だが僕はこれに全く納得がいかないのである。この曲におけるポールの甘いヴォーカルは彼の全キャリアを通しても一、二を争う最もロマンティックなものであり、ヴォーカルの出来だけを見ても『キス・オン・ザ・ボトム』全曲中トップ3に入る最高のものだと個人的には評価しているからだ。

ポールがこの曲を本気で外したのか、またはある種のいたずら心で「故意に」外したのかは僕の知るところではない。しかし、ポールはこの曲をまるで自分が書いた曲のように完全に手の内に入れており、今ではポールの数多いカバー曲の中でも最も成功した曲の一つと僕は考えている。この曲で聴かせるポールのヴォーカルはまさにロマンティック・バラードの極致とも言えるものである。もしもあなたが甘く優しいポールの歌声が好きなら、この曲は絶対に聴いておくべきだと思うし、ライブラリーの1曲に是非加えておいていただきたいと思うのである。

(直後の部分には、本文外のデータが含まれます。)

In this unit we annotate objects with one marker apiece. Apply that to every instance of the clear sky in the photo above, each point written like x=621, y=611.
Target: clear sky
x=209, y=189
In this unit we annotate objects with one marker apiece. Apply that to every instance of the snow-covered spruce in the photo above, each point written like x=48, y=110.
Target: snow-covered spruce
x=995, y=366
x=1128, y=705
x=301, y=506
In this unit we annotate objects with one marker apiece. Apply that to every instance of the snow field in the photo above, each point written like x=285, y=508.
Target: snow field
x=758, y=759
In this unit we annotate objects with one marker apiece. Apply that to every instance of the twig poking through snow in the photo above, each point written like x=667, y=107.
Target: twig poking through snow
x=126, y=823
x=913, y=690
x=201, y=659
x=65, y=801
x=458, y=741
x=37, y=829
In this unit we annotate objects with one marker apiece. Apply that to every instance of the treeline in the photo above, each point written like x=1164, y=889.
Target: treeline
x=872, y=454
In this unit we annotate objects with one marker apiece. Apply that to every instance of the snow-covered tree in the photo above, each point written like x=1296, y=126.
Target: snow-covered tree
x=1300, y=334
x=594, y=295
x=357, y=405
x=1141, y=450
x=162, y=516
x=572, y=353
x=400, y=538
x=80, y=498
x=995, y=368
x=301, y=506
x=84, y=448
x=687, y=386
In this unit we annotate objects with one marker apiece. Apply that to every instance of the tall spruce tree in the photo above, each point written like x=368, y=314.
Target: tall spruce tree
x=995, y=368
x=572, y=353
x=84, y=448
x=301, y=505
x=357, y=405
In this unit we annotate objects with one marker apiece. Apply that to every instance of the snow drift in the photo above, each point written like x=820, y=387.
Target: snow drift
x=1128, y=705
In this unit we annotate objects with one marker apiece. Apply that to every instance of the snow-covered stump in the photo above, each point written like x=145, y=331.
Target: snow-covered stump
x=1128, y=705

ちなみにこの曲はあのフランク・シナトラがレコーディングした曲としても有名のようだが、この曲に関するかぎり、ポール版のほうが完全に優れていると思う。余談になるが、もう1曲デラックス・エディションのみに収録されているボーナス曲『ベイビーズ・リクエスト』(こちらは珍しくセルフカバー)も出色の出来となっているので併せて追記しておきたい。ポールはなんとも罪な(粋な?)ことをするものだ。